Bart van Es's memoir traces the story of the Jewish girl sheltered by his grandparents during the Nazi occupation of the Netherlands. Last week it won one of the UK's most prestigious book awards. Keren David met him.

February 7, 2019 10:11
Lien as a teenager after she'd returned to live with the van Es family
7 min read

The picture on the front page of last week’s JC was particularly heart-warming, an aunt hugging her nephew with evident love and pride as he was awarded one of the UK’s most prestigious literary prizes for a book he’d written about her life.

The story behind the picture — the one told in Bart van Es’s winning book The Cut Out Girl — makes it even more touching. The book healed a long and sad rift between the elderly woman, Lien de Jong and the family who saved her from being killed by the Nazis when they took her in as a terrified eight-year-old Jewish girl during World War Two. Bart van Es is the grandson of the couple who first sheltered Lien, and his book traces his quest to find out her story and discover why she became estranged from his father’s family.

When we meet, the day after the Costa Book Awards ceremony, Lien de Jong is on a plane back home to Amsterdam and van Es still wears the air of a man who can’t quite believe what has happened. The Costa is a notoriously difficult prize to call, as it pits novels against biography, children’s books and poetry. This year Sally Rooney, the Irish author, was widely tipped to win with her second book Normal People, and just before the announcement was made, de Jong whispered to van Es that she thought Rooney was the winner. “I just went very quiet,” he says, of the moment he heard he had won. “I felt really emotional. This was more than my own. Lien and I had won this together.”
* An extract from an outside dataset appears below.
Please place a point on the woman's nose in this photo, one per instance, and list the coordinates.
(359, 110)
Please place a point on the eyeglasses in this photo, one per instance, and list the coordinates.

He’d always known that his grandparents had sheltered Jewish children, but none of the details, nor the reasons for the estrangement. As an academic — he is Professor of English Literature at Oxford University — he thought it was down to him to pursue this bit of family history. His mother had kept in touch with de Jong (against her mother-in-law’s wishes) and so he was able to email her. “I write academic books,” he wrote, “and I would like to write something about your story.” When they met in Amsterdam, de Jong quizzed him about politics in Britain, Israel and the Netherlands. He passed her test.